The night of February 15, 2012, was an uncomfortable one for me. Not a natural talker, I was out of my element at a press dinner organized by Yahoo! with journalists from the New York Times, Fast Company, MIT Tech Review, Forbes, SF Chronicle, WIRED, Reuters, and several more [1]. Even worse, the reporters kept leading with, “wow, this must a big night for you, huh? You just called the election.”
We were there to promote The Signal, a partnership between Yahoo! Research and Yahoo! News to put a quantitative lens on the election and beyond. The Signal was our data-driven antidote to two media extremes: the pundits who commit to statements without evidence; and some journalists who, in the name of balance, commit to nothing. As MIT Tech Review billed it, The Signal would be the “mother of all political prediction engines”. We like to joke that that quote undersold us: our aim was to be the mother of all prediction engines, period. The Signal was a broad project with many moving parts, featuring predictions, social media analysis, infographics, interactives, polls, and games. Led by David “Force-of-Nature” Rothschild, myself, and Chris Wilson, the full cast included over 30 researchers, engineers, and news editors [2]. We confirmed quickly that there’s a clear thirst for numeracy in news reporting: The Signal grew in 4 months to 2 million unique users per month [3].
On that night, though, the journalists kept coming back to the Yahoo! PR hook that brought them in the door: our insanely early election “call”. At that time in February, Romney hadn’t even been nominated.
No, we didn’t call the election, we predicted the election. That may sound like the same thing but, in scientific terms, there is a world of difference. We estimated the most likely outcome – Obama would win 303 Electoral College votes, more than enough to return him to the White House — and assigned a probability to it. Of less than one. Implying a probability of more than zero of being wrong. But that nuance is hard to explain to journalists and the public, and not nearly as exciting.
Although most of our predictions were based on markets and polls, the “303″ prediction was not: it was a statistical model trained on historical data of past elections, authored by economists Patrick Hummel and David Rothschild. It doesn’t even care about the identities of the candidates.
I have to give Yahoo! enormous credit. It took a lot of guts to put faith in some number-crunching eggheads in their Research division and go to press with their conclusions. On February 16, Yahoo! went further. They put the 303 prediction front and center, literally, as an “Exclusive” banner item on Yahoo.com, a place that 300 million people call home every month.

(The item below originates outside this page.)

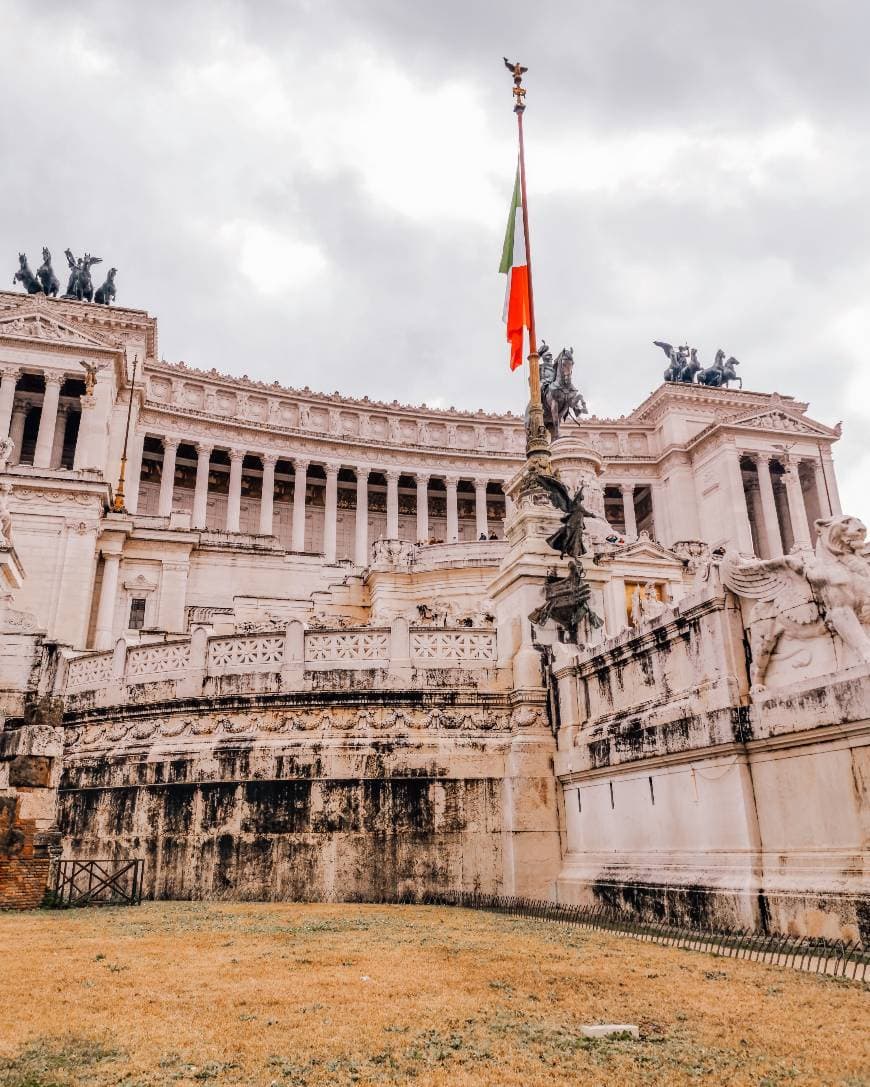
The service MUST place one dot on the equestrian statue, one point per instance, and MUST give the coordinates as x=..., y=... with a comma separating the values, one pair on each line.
x=684, y=366
x=558, y=394
x=81, y=287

The firestorm was immediate and monstrous. Nearly a million people read the article and almost 40,000 left comments. Writing for Yahoo! News, I had grown used to the barrage of comments and emails, some comic, irrelevant, or snarky; others hateful or alert-the-FBI scary. But nothing could prepare us for that day. Responses ranged from skeptical to utterly outraged, mostly from people who read the headline or reactions but not the article itself. How dare Yahoo! call the election this far out?! (We didn’t.) Yahoo! is a mouthpiece for Obama! (The model is transparent and published: take it for what it’s worth.) Even Yahoo! News editor Chris Suellentrop grew uncomfortable, especially with the spin from Homepage (“Has Obama won?”) and PR (see “call” versus “predict”), keeping a tighter rein on us from then on. Plenty of other outlets “got it” and reported on it for what it was – a prediction with a solid scientific basis, and a margin for error.
This morning, with Florida still undecided, Obama had secured exactly 303 Electoral College votes.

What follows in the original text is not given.